The SEC, however, ruled that CROWD1’s scheme involved the sale and/or offer of securities in the form of investment contracts and, thus, required a secondary license under Republic Act No. 8799, or The Securities Regulation Code (SRC).

Rule 26.3.5 of the 2015 Implementing Rules and Regulations (IRR) of the SRC defines an investment contract as “a contract, transaction or scheme whereby a person invests his money in a common enterprise and is led to expect profits primarily through the efforts of others.”

An investment contract is presumed to exist when a person seeks to use the money or property of other persons on the promise of profits. Also, a common enterprise is deemed created when two or more investors pool their resources even if the promoter receives nothing more than a broker’s commission.

In this light, the SEC held that CROWD1 engaged in the sale and/or offer for sale of securities in the form of investment contracts.

The Commission also ruled that the act of CROWD1 of publishing and making presentations on its investment/ business scheme through its website, Facebook, YouTube and on-ground events, and inviting investors constituted a public offering as defined under Rule 3.1.17 of the 2015 IRR of the SRC.

Section 8 of the SRC provides that securities shall not be sold or offered for sale or distribution within the Philippines, without a registration statement duly filed with and approved by the SEC.

CROWD1 neither secured a secondary license to operate as a broker/dealer, registered as issuer of mutual funds, exchange-traded funds or proprietary/ nonproprietary shares, nor registered any securities pursuant to the SRC.

CROWD1 only registered as a corporation for the primary purpose of engaging in business process outsourcing services.

The SEC, however, emphasized that the certificate of incorporation granted to CROWD1 explicitly prohibited the corporation from soliciting, accepting or taking investments or placements from the public as well as from issuing investment contracts.

The Commission initially advised the public to exercise caution in dealing with individuals and groups representing CROWD1 through an advisory dated April 28, after gathering information about the corporation’s unauthorized investment-solicitation activities.

Acting on numerous complaints, reports and inquiries, the SEC Enforcement and Investor Protection Department (EIPD) conducted an investigation, which included surveillance and field operations, for possible violations of the SRC and its IRR.

The EIPD was then able to establish by substantial evidence that CROWD1 was selling and/or offering securities to the public in the form of investment contracts without the required secondary license from the Commission.

Based on the findings and evidence gathered, the SEC proceeded with the issuance of a cease and desist order against CROWD1.

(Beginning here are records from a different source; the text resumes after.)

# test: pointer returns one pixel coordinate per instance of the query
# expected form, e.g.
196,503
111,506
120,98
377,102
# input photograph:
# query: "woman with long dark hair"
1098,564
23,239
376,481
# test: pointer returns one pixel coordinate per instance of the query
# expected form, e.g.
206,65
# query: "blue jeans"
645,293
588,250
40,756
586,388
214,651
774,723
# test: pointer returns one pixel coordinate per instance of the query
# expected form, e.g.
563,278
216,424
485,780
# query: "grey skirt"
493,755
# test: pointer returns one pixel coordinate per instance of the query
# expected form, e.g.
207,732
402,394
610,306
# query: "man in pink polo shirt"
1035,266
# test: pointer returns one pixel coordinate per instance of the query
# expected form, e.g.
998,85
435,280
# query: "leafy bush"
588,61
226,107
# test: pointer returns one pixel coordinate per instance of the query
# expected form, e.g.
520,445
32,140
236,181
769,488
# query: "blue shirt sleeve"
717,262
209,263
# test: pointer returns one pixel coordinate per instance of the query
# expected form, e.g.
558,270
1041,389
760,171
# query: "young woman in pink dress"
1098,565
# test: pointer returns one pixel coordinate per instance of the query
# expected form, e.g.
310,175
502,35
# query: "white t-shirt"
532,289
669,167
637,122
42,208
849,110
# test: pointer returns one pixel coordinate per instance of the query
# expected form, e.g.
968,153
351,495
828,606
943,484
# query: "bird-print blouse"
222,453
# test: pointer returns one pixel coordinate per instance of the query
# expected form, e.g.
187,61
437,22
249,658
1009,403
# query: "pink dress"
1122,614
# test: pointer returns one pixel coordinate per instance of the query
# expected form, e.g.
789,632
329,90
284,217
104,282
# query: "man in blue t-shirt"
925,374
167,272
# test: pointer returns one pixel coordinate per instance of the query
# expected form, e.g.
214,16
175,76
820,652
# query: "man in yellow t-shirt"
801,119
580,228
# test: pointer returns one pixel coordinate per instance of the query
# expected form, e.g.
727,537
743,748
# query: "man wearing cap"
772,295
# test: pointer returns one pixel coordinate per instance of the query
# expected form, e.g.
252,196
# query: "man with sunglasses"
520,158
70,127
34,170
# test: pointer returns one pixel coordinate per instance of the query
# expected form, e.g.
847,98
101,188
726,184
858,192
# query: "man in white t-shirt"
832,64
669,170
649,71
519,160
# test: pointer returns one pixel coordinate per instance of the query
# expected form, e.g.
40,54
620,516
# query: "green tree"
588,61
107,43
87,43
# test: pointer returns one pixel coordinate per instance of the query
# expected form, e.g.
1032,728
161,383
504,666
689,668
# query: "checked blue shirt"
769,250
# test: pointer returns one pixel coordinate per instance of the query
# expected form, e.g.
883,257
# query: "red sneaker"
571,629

“[I]t is clear that CROWD1 is not authorized to sell or offer its educational packages to the public because they are securities in the form of investment contracts, and CROWD1 does not have the requisite license from this Commission,” the order read.

“This undoubtedly warrants the issuance of a cease and desist order because the act of CROWD1 in selling/ offering unregistered securities operates as a fraud to the public which, if unrestrained, will likely cause grave or irreparable injury or prejudice to the investing public.”

The SEC earlier issued similar cease and desist orders against Lion City Finance Group, Inc. and Payasian Pte. Ltd. Corporation for selling and/or offering to the public securities in the form of investments contract without the necessary licenses.

Lion City obtained funds from the public allegedly to finance its various business transactions and operations. It promised a pure passive income of at least 10% a month and issued postdated checks to investors covering the amount of the guaranteed return on investment.

Payasian, meanwhile, enticed investors to buy Paya Coins and hold them for six months in order to receive 30% additional Paya Rewards. The group also offered referral rewards.